Democrats have been looking to the bank reporting proposal to raise hundreds of billions of dollars to offset much of the cost of a nearly $2 trillion social spending bill. Senator Kyrsten Sinema, another crucial swing vote on the package, opposes increases to tax rates, forcing Democrats to scrounge for alternatives. Manchin’s opposition to the bank reporting requirement makes that effort even more difficult.
The bank reporting proposal is one of the most controversial revenue ideas under consideration. The plan would require banks to report aggregate inflows and outflows to accounts that exceed $10,000. Democrats had made some changes to the proposal in recent weeks, such as excluding payroll deposits, to narrow the scope of the accounts that would be reported.
Manchin, whose vote is pivotal in the evenly divided Senate, said Tuesday morning that he told Biden he disapproved of the idea. Democrats need 50 votes to push the tax and spending package through the Senate.
“I said, ‘Mr. President I don’t know what happened. This cannot happen. It’s screwed up.’” Manchin said in an interview with Bloomberg Television’s David Rubenstein at the Economic Club of Washington, D.C. ‘I think that one is going to be gone.”
Senate Finance Chair Ron Wyden, who is drafting the proposal, said he has heard some concerns from colleagues. House Ways and Means Chairman Richard Neal said Democrats should listen to Manchin’s concerns and address them so they can win his vote on the overall package.
The Treasury Department has said the bank reporting proposal could raise as much as $460 billion, though other estimates have projected significantly less revenue.

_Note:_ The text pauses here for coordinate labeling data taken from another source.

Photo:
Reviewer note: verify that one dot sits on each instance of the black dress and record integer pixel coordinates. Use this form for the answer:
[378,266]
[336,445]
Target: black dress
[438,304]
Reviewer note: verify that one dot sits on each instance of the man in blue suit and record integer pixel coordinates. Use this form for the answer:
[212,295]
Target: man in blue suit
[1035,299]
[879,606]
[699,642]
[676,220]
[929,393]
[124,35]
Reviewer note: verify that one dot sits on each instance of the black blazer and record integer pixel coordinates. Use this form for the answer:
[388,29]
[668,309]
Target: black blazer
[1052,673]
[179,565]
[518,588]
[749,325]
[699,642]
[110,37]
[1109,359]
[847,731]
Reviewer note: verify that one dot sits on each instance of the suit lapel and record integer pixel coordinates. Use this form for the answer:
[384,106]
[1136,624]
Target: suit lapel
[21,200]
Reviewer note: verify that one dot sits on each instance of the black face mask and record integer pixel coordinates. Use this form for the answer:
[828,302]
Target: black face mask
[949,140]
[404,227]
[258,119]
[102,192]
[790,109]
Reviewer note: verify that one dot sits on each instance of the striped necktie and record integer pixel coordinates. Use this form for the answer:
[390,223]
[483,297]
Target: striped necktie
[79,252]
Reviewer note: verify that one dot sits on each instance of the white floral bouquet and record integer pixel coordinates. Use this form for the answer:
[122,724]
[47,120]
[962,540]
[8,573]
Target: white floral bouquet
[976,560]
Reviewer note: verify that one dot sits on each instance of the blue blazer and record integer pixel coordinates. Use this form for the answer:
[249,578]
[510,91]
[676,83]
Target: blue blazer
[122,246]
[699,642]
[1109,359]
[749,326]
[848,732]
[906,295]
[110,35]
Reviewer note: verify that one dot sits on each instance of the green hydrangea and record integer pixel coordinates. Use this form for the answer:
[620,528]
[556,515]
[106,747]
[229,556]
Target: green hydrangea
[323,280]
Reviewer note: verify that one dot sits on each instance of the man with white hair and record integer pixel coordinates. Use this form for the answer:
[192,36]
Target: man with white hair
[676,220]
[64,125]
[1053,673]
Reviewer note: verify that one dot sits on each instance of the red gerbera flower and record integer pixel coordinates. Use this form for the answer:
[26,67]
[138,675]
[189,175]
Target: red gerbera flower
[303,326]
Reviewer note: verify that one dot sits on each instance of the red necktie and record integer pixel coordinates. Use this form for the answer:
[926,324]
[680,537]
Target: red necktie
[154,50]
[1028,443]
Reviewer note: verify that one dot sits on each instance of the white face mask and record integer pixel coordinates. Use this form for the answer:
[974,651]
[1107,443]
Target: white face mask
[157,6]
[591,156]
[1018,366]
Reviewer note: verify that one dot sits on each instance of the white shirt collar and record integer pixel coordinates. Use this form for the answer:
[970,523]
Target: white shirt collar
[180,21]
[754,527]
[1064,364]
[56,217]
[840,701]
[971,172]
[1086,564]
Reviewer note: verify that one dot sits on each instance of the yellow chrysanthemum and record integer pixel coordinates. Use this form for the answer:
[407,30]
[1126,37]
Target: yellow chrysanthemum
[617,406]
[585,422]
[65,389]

Wyden said he plans to release a plan Wednesday that would tax the unrealized gains of billionaires, as an alternative to raising income rates. That idea is facing resistance from several House Democrats. Democrats are looking at other options including a stock buyback tax and a corporate minimum tax to win Sinema’s support.
House leaders say they could vote on a bill as soon as this week, however, that is increasingly unlikely as lawmakers continue debating the bill’s details.